O Brother, Ware Art Thou ?
J’avais déjà essayé ce machin là il y a un an, j’avais laissé tomber au bout de cinquante pages sans trop comprendre l’engouement qu’il pouvait susciter, mais je suis un garçon persévérant, j’aime bien chercher des réponses qui n’existent pas. Hier, on m’a prêté l’ouvrage, je suis allé voir l’exposition Edward Hopper, et, allez savoir pourquoi, en revenant, je me suis dit que Jimmy Corrigan serait dans le ton pour occuper ma soirée.
Jimmy Corrigan a 36 ans, il est bon de le préciser d’emblée, vu qu’il a la mentalité d’un gamin de 8 ans et l’aspect physique d’un vieillard incontinent.
Jimmy Corrigan reçoit peu avant Thanksgiving un message de ce père qu’il n’a jamais connu et quitte quelques jours les jupons de sa mère pour jeter un coup d’œil à son géniteur…

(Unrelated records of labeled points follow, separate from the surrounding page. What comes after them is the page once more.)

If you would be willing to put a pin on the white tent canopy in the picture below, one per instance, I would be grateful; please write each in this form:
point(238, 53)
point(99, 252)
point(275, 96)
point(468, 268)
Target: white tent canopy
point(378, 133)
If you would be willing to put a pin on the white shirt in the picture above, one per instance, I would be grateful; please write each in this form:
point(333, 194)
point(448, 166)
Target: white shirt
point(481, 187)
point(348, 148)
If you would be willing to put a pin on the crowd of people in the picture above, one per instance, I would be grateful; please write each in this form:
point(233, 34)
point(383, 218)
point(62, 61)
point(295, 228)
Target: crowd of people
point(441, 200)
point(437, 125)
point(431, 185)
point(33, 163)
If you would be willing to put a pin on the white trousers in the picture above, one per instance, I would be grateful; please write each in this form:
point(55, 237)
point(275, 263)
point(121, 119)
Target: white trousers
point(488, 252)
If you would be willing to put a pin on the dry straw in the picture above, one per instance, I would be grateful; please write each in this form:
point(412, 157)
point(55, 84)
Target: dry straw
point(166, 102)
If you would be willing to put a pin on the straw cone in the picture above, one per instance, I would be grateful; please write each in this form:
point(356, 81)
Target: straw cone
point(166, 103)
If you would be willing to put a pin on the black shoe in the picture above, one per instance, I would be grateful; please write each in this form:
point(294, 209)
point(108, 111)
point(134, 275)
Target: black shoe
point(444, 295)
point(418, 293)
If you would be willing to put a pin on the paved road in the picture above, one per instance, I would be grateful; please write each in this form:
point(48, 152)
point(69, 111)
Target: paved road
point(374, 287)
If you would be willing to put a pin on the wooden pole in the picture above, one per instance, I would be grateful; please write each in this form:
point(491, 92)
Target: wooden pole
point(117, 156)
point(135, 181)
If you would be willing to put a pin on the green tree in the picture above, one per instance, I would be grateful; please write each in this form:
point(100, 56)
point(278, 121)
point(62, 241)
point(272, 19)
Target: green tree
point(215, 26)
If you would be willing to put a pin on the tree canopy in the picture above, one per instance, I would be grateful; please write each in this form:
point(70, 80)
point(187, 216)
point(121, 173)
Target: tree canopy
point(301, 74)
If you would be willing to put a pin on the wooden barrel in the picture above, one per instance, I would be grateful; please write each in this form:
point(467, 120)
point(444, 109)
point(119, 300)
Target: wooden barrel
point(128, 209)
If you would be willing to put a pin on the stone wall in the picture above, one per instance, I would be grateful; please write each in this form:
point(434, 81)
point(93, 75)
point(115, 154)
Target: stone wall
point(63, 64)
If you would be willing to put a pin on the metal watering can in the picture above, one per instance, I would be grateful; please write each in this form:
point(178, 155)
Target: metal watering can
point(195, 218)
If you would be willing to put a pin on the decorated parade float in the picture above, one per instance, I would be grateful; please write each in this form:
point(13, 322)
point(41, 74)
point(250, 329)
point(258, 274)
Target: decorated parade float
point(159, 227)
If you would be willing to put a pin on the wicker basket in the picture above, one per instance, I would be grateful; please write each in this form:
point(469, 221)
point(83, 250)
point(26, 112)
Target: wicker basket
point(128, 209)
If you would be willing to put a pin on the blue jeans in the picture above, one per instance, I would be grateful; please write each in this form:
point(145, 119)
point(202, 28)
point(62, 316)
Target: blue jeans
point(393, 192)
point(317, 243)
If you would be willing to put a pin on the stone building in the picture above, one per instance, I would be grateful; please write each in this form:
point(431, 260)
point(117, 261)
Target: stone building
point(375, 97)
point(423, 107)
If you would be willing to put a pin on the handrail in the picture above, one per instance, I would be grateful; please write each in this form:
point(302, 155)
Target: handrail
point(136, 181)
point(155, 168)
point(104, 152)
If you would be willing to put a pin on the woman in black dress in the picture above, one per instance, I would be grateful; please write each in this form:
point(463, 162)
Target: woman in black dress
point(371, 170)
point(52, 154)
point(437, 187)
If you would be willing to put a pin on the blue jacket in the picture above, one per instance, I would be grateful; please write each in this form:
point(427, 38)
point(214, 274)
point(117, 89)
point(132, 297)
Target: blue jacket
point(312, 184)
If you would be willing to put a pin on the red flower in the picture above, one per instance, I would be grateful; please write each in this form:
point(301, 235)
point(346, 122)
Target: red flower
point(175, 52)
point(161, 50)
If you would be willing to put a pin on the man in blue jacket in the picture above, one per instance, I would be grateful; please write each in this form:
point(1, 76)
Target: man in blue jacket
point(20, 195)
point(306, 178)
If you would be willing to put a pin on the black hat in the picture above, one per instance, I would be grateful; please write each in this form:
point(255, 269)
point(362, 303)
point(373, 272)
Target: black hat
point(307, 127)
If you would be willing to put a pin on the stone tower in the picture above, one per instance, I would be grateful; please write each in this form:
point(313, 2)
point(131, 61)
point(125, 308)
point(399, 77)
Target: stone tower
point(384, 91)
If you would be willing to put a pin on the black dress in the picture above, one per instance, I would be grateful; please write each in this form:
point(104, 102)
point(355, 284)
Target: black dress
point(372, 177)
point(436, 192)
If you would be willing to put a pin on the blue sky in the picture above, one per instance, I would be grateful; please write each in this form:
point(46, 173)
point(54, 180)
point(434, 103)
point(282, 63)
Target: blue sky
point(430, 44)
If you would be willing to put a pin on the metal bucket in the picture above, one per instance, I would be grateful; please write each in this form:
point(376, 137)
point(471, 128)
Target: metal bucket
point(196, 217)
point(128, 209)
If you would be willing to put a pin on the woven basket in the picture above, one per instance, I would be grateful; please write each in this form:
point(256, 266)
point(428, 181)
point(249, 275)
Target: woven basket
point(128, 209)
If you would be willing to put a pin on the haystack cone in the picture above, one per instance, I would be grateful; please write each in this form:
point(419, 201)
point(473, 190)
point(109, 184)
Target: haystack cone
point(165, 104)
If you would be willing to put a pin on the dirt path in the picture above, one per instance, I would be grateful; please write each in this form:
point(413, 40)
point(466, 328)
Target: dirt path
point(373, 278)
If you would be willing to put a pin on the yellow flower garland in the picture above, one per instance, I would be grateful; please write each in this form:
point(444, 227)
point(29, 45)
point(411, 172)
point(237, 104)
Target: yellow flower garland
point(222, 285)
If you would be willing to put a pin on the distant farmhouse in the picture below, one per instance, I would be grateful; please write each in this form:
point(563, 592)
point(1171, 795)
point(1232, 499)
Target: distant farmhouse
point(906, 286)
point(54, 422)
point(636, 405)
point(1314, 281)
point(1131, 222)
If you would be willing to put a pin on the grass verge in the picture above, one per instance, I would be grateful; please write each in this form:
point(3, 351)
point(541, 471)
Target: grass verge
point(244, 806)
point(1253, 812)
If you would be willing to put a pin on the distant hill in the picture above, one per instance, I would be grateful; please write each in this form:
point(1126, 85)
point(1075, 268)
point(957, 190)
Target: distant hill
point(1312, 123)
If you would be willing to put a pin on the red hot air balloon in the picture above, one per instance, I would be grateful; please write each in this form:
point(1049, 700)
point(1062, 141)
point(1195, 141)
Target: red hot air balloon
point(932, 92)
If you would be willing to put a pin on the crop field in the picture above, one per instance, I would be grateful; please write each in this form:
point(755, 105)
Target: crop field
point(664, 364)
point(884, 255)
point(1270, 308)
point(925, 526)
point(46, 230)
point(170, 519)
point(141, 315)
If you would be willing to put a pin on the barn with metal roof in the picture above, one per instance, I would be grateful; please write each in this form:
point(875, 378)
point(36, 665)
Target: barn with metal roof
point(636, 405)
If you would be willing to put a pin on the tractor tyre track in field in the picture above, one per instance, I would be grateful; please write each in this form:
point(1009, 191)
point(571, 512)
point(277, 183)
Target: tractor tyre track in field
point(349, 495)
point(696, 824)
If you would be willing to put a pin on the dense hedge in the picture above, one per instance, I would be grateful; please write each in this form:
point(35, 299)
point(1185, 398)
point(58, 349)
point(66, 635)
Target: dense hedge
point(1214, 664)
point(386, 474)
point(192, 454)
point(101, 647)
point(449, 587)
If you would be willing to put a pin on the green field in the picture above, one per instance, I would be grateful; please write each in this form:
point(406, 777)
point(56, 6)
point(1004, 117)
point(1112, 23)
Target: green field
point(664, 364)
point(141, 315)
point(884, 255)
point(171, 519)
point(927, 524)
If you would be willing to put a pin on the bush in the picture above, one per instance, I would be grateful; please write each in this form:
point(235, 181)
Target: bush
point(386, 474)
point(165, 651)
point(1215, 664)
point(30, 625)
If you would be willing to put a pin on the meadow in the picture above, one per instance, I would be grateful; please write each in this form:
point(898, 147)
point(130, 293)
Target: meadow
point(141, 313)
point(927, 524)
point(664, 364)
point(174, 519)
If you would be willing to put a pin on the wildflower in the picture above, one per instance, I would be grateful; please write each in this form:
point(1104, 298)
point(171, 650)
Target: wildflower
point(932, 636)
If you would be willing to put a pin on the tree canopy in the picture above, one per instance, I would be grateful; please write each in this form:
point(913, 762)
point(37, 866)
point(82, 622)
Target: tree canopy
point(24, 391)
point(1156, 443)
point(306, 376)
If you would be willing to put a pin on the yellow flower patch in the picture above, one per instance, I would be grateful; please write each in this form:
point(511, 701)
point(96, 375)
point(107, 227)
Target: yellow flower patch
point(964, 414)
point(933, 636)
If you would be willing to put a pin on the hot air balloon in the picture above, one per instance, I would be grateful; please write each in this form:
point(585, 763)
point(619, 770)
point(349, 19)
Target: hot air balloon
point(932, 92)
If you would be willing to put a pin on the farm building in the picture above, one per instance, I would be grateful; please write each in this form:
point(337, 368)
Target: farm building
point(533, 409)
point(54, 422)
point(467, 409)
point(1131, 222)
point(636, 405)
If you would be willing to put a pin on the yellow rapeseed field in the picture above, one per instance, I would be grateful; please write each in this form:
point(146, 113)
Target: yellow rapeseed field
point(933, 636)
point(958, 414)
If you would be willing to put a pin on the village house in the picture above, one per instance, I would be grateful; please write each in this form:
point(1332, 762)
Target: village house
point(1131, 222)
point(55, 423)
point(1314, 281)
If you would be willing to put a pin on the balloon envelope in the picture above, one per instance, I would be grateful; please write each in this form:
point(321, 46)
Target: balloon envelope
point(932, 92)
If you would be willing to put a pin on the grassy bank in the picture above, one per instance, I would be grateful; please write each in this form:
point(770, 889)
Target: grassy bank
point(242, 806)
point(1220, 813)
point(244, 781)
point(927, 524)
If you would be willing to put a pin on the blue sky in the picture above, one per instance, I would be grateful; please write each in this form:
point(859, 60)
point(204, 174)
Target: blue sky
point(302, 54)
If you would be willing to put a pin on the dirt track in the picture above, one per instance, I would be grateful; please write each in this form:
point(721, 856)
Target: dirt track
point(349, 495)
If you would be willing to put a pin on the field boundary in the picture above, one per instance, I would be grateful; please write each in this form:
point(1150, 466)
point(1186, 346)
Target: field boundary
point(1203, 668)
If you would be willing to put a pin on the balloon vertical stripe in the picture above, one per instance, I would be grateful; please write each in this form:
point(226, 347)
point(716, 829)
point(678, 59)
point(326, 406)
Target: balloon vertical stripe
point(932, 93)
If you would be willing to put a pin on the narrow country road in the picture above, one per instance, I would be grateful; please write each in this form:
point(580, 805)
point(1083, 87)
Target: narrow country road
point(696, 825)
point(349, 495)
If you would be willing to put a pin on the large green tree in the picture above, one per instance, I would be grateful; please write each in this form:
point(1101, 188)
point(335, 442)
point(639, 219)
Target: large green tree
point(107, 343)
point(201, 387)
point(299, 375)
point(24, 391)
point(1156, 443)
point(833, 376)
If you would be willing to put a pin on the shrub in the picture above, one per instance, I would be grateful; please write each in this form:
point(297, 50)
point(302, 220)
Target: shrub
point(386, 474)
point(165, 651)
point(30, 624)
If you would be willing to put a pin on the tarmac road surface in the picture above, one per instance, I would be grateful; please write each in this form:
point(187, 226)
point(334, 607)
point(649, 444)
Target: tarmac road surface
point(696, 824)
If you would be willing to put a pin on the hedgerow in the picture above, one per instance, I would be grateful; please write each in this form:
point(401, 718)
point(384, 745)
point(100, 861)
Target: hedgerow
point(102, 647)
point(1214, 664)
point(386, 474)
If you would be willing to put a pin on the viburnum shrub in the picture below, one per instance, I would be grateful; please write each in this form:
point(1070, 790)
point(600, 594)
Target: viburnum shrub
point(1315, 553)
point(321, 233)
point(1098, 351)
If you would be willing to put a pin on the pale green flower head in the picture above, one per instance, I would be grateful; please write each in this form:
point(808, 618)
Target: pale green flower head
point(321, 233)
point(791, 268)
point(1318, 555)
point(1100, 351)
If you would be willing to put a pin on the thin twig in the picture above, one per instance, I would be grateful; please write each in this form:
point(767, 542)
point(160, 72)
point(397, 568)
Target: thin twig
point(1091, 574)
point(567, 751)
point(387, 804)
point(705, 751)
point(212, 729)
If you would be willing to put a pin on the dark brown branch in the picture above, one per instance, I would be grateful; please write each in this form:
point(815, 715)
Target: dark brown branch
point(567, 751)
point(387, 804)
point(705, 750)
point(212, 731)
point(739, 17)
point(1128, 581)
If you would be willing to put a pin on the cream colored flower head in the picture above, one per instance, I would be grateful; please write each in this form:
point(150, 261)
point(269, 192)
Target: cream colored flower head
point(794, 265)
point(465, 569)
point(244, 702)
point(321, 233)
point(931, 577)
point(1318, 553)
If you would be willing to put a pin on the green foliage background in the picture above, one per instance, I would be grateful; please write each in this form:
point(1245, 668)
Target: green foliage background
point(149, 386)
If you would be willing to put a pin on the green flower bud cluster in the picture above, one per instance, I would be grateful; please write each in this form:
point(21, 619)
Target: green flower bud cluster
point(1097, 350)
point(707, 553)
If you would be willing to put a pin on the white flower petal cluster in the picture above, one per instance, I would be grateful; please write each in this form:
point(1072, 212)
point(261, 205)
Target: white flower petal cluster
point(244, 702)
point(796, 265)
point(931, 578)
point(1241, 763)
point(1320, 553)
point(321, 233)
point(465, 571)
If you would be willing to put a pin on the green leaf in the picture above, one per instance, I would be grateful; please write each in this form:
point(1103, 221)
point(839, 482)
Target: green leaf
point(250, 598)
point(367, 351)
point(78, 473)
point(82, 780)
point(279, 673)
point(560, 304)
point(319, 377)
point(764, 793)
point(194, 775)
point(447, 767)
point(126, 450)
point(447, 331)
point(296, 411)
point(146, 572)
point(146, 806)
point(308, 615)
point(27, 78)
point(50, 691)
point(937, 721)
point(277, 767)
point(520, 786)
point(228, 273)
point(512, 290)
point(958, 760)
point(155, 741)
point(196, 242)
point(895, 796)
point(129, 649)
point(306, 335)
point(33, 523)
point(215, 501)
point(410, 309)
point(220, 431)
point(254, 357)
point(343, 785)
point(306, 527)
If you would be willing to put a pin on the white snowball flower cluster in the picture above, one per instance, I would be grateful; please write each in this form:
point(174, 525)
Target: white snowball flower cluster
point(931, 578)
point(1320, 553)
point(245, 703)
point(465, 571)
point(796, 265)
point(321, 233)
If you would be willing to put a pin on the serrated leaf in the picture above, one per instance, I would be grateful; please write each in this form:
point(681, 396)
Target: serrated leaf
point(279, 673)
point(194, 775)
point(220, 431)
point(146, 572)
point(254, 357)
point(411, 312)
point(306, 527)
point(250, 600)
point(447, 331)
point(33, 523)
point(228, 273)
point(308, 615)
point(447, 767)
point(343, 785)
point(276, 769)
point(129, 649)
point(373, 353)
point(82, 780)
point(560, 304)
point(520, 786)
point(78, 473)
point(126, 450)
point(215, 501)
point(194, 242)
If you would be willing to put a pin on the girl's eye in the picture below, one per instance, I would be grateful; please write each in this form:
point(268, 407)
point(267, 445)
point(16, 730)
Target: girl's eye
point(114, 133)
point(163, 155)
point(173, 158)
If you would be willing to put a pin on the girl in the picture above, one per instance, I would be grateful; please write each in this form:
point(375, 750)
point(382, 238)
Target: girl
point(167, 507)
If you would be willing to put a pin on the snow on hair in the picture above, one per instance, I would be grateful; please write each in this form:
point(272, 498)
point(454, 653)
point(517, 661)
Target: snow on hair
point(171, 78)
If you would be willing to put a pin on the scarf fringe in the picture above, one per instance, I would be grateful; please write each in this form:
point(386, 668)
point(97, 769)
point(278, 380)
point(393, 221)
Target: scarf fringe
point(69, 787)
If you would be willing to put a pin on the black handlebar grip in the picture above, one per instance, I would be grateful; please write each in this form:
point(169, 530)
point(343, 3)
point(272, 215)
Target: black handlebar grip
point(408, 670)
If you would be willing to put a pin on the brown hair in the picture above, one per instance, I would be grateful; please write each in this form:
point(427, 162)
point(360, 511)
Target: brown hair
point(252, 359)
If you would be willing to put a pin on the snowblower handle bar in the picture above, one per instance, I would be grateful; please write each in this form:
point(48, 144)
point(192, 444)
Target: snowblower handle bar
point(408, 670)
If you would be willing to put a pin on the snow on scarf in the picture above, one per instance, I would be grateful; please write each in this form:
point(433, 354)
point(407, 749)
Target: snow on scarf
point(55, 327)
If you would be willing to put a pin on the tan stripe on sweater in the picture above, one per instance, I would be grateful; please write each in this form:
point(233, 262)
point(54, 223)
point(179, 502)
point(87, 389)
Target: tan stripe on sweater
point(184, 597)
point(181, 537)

Chris Ware assume semble-t-il assez bien le caractère autobiographique de son œuvre, ce qui fait probablement de lui l’auteur de bandes dessinées américain le plus chiant depuis Craig Thompson… Comme quoi, si on a une vie insignifiante en diable, ce n’est peut-être pas l’idée du siècle de l’étaler au grand jour…
Chris Ware débale sans aucune pudeur les déficiences de son personnage jusqu’à un misérabilisme plus embarrassant pour lui que pour le lecteur, l’apogée étant le moment où le personnage fond en larmes en hurlant à sa demi-sœur et à son grand-père dont il ignorait l’existence la veille encore qu’il voudrait qu’on l’aime…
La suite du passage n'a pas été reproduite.